A primary reason for wanting this is the fact that the requirements to run a worker on the horde are fairly heavy, needing at least a mid-range GPU on your PC and most people just don’t have the capacity to provide that. Yes there is always a chance to run generations on free cloud services like Google Colaboratory, but that replaces cost with time and attention.
So I felt that being able to use models which are fairly low-powered and can run even on CPUs would provide a way for almost everyone to join the horde and start gaining kudos for themselves. The final push I needed to do this was discovering that there was useful accessibility browser extension out there which had already ceased operations because they couldn’t find cheap compute.

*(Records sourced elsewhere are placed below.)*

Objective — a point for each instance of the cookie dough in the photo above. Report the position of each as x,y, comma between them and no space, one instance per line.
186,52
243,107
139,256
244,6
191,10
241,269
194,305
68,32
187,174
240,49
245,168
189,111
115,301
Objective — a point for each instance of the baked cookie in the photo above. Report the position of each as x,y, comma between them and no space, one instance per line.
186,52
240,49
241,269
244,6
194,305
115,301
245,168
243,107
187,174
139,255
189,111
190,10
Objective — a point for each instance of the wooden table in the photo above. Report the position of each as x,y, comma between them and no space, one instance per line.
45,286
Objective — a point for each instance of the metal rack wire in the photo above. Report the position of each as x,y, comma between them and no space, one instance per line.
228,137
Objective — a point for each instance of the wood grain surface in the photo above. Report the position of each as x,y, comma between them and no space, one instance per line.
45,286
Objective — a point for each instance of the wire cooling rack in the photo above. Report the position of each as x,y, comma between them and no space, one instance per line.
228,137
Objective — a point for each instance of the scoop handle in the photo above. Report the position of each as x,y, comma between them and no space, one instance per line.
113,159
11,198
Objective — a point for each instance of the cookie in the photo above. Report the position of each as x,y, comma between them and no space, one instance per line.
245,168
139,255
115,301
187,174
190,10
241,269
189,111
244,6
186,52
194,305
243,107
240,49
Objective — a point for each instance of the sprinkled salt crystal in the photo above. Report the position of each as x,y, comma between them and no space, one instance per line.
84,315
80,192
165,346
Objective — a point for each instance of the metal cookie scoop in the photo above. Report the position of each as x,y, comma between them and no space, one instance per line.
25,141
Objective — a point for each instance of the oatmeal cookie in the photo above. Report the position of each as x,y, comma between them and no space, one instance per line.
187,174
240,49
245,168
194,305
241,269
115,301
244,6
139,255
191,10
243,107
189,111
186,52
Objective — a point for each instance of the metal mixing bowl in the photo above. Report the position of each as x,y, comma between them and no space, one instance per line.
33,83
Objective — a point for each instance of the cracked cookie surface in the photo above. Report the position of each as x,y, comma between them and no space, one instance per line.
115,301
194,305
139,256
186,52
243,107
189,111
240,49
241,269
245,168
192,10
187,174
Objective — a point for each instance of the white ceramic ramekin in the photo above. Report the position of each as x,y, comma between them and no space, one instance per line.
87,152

Which is effectively what the horde has been built to do!
I was planning to get this done 2 weeks ago, but unfortunately I got massively sick during the holidays so I couldn’t do much of anything. So I moved my vacation days to the new year and finally got cracking.
Unfortunately, while the implementation of those models is much simpler than stable diffusion, preparing the AI Horde to be able to serve these was not quite as straightforward. The problem being that until now I built the horde under two core assumptions:
The input is going to include a prompt of some sort on which to run inference
The prompt would always expect the same type of results. Whether that is image or text.
Image interrogations flip these lot of these on their head. The input has to be a simple image, with no prompt from the user (other than payload tweaks), and the end result can differ wildly from each other, for example one being text, the other boolean and yet another returning a dictionary.
To make things worse, I did not want to duplicate my worker code, something which required me to implement table polymorphism within SQLAlchemy, which is a tricky subject on its own. More importantly, it requires modifying existing tables, which meant I needed to set up a development instance of the stable horde so that I can actually test the changes before going live. That in turn meant a new server, new DB, new nodes etc. Happily I had most of it ready via my Ansible code, but I still needed to tweak things to run on a new domain etc.
All-in all, designing, building and testing image interrogations took me the best part of a whole week.
So I am proud to announce that the new feature is now live on the stable horde!
As always, you have to look at the api documentation for each endpoint you want to use. But very simply, you simply send an image URL you want to interrogate and specify which interrogation forms you want to use, like so:
It otherwise works similar top image generation from a client’s perspective, with the difference that you don’t need to use a check/ endpoint, and you can keep polling the interrogate/status/ endpoint directly. Once a form is completed, you will get a result from that form matching its type.
Currently we support three interrogation forms: caption, nsfw, and interrogation
Caption: Returns a string describing the image
NSFW: Returns a true/false boolean depending on whether the image is displaying NSFW imagery or not.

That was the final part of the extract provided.